An Evaluation on Practical Batch Bayesian Sampling Algorithms for Online Adaptive Traffic Experimentation

To speed up online testing, adaptive traffic experimentation through multi-armed bandit algorithms is rising as an essential complementary alternative to the fixed horizon A/B testing. Based on recent research on best arm identification and statistical inference with adaptively collected data, this paper derives and evaluates four Bayesian batch bandit algorithms (NB-TS, WB-TS, NB-TTTS, WB-TTTS), which are combinations of two ways of weighting batches (Naive Batch and Weighted Batch) and two Bayesian sampling strategies (Thompson Sampling and Top-Two Thompson Sampling) to adaptively determine traffic allocation. These derived Bayesian sampling algorithms are practically based on summary batch statistics of a reward metric for pilot experiments, where one of the combination WB-TTTS in this paper seems to be newly discussed. The comprehensive evaluation on the four Bayesian sampling algorithms covers trustworthiness, sensitivity and regret of a testing methodology. Moreover, the evaluation includes 4 real-world eBay experiments and 40 reproducible synthetic experiments to reveal the learnings, which covers both stationary and non-stationary situations. Our evaluation reveals that, (a) There exist false positives inflation with equivalent best arms, while seldom discussed in literatures; (b) To control false positives, connections between convergence of posterior optimal probabilities and neutral posterior reshaping are discovered; (c) WB-TTTS shows competitive recall, higher precision, and robustness against non-stationary trend; (d) NB-TS outperforms on minimizing regret trials except on precision and robustness; (e) WB-TTTS is a promising alternative if regret of A/B Testing is affordable, otherwise NB-TS is still a powerful choice with regret consideration for pilot experiments.

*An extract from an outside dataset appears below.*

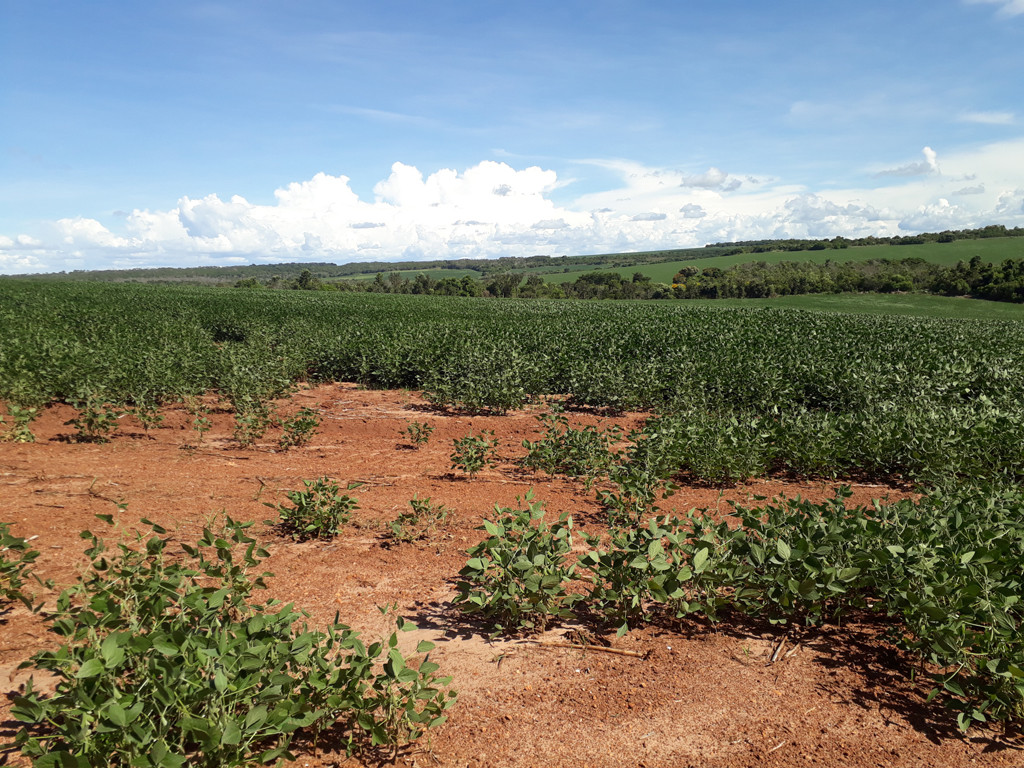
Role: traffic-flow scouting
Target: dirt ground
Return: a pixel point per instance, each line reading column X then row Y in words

翻译：为加速在线测试，通过多臂老虎机算法实现的自适应流量实验正逐渐成为固定时长A/B测试的重要补充方案。基于近期关于最优臂识别及自适应采集数据统计推断的研究，本文推导并评估了四种贝叶斯批处理老虎机算法（NB-TS、WB-TS、NB-TTTS、WB-TTTS），这些算法结合了两种批次加权方式（朴素批处理与加权批处理）和两种贝叶斯采样策略（汤普森采样与双顶层汤普森采样），以自适应确定流量分配。这些推导出的贝叶斯采样算法实际基于试点实验中奖励指标的批次统计摘要，其中本文提出的WB-TTTS组合似乎属于新近讨论的方案。针对四种贝叶斯采样算法的综合评估涵盖了测试方法的可信度、敏感度及遗憾值。此外，评估包含4个eBay真实实验和40个可复现的合成实验（涵盖平稳与非平稳场景）以揭示经验规律。我们的评估发现：(a) 存在等价最优臂下的伪阳性膨胀现象，而文献中鲜有讨论；(b) 为控制伪阳性，发现了后验最优概率收敛与中性后验重塑之间的关联；(c) WB-TTTS在召回率、精确度及非平稳趋势鲁棒性方面表现优异；(d) NB-TS在最小化遗憾试验中表现突出（除精确度与鲁棒性外）；(e) 若可承受A/B测试的遗憾成本，WB-TTTS是优良替代方案；否则在试点实验中，兼顾遗憾考量时NB-TS仍是强力选择。